VARLIĞINI 12 EYLÜL’E BORÇLU OLANLAR
12 EYLÜL’ LE HESAPLAŞAMAZLAR
Eğitim-İş Ordu Şube Başkanı Hikmet PALA yaptığı açıklamada : 12 Eylül 1980’de ülkemizde gerçekleştirilen ABD güdümlü askeri darbenin ardından 32 yıl geçmiş bulunmaktadır. Her geçen gün darbenin arkasındaki sis perdesi aydınlanmakta; darbenin asıl mağdurları ile darbenin yarattığı yeni düzenden kimlerin beslendiği bir bir ortaya çıkmaktadır.
Çalışanların yoksullaşmasına neden olan 24 Ocak kararları bu dönemde daha sıkı uygulanmış, emeğin örgütlenmesini engelleyen bir dizi yasaklar getirilmişti. Bunun sonucunda o zamanın en büyük öğretmen örgütü olan TÖB-DER kapatılmış; üyeleri 1402 yasasıyla görevlerinden uzaklaştırılmıştı.
12 Eylül sürecinde Ordu ilinde yaşanları herkes bilmektedir. Fatsa’da Fikri Sönmez liderliğinde ve halkın katılımıyla gelişen, tefecilerin yoksul fındık üreticisini soymasına engel olan bir belediyecilik anlayışı “Nokta Operasyonu” ve devamındaki 12 Eylül işkenceleriyle yok edilmiştir. Sürecin devamında 12 Eylül Generalleri, aynen bugünkü iktidar tarafından yapılmakta olan biçimiyle gençleri “dindar ve muhafazakâr” yetiştirme gayretiyle eğitim sistemini değiştirmişlerdir.
12 Eylül darbesi amacına ulaşmış, sorgulamayan, dayanışma ruhundan yoksun, bireyci, dinin özüne değil şekline önem veren, kul hakkı yememe kuralını unutmuş, kabul eden, hayatını şeyhlerden aldığı fetvalar doğrultusunda yaşayan bir toplum modeli ortaya çıkmıştır.
Bugün ülkeyi yönetenlerin özlemini çektiği ve hedef olarak ortaya koyduğu, biat eden, “kindar ve dindar” gençlik projesi 12 Eylül darbesinin bir sonucudur ve 4+4+4 Kesintili Zorunlu Eğitim Yasası ile de hayata geçirilmiş bulunmaktadır.
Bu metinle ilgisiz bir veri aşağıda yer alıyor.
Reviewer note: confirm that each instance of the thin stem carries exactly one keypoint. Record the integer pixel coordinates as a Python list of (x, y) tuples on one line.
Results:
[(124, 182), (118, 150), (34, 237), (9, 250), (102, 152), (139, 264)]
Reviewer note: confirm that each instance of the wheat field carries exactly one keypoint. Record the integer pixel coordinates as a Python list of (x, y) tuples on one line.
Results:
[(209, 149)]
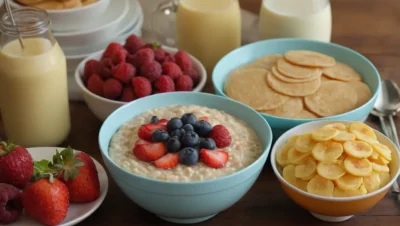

Hatırlanmalıdır ki 12 Eylül 1980 hükümeti de zorunlu öğretim yaşı başlangıcını 5 yaş olarak kanunlaştırarak uygulamıştı.
12 Eylül 1980’den önce ülkemizde iki buçuk milyon sendikalı işçi varken, bugün ileri demokrasi naraları atanların döneminde, ülke nüfusu ikiye katlandığı halde, bu sayı sekiz yüz bine düşmüştür. Aynı zamanda özelleştirme ve taşeronlaştırma uygulamalarıyla çalışanların örgütlenme özgürlüğü engellenmiş, darbe döneminde bile yapılmayan bu dönemde yapılmış, yasa çıkarılarak grev yasaklanmıştır. Kullanılan bir kısım demokratik haklar bile suç sayılarak, kişiler gözaltına alınmakta hatta cezalandırılıp hapse atılmaktadır.
ABD’nin teşvikiyle ve organizasyonuyla, 1980 öncesi ülke silahlı bir çatışma ortamına dönüştürülmüş, 1980 Askeri Darbesi sonrası bu çatışmaların durması ile de halkın gözünde darbe meşrulaştırılmıştır. Bunun bir ABD projesi olduğunu artık herkes görüyor. Ama proje farklı biçimlerde Ortadoğu’da devam ediyor. 12 Eylül Darbesine karşı çıkıyoruz diyenlerin, Suriye’de ABD’nin istediği biçimde davranması yaman bir çelişkidir.
12 Eylülcülerden ancak bu darbenin gerçek mağdurları hesap sorduklarında sorumlular cezalandırılabilir. Varlığını 12 Eylül Askeri Darbesine borçlu olanlar 12 Eylül’le hesaplaşamaz!" dedi.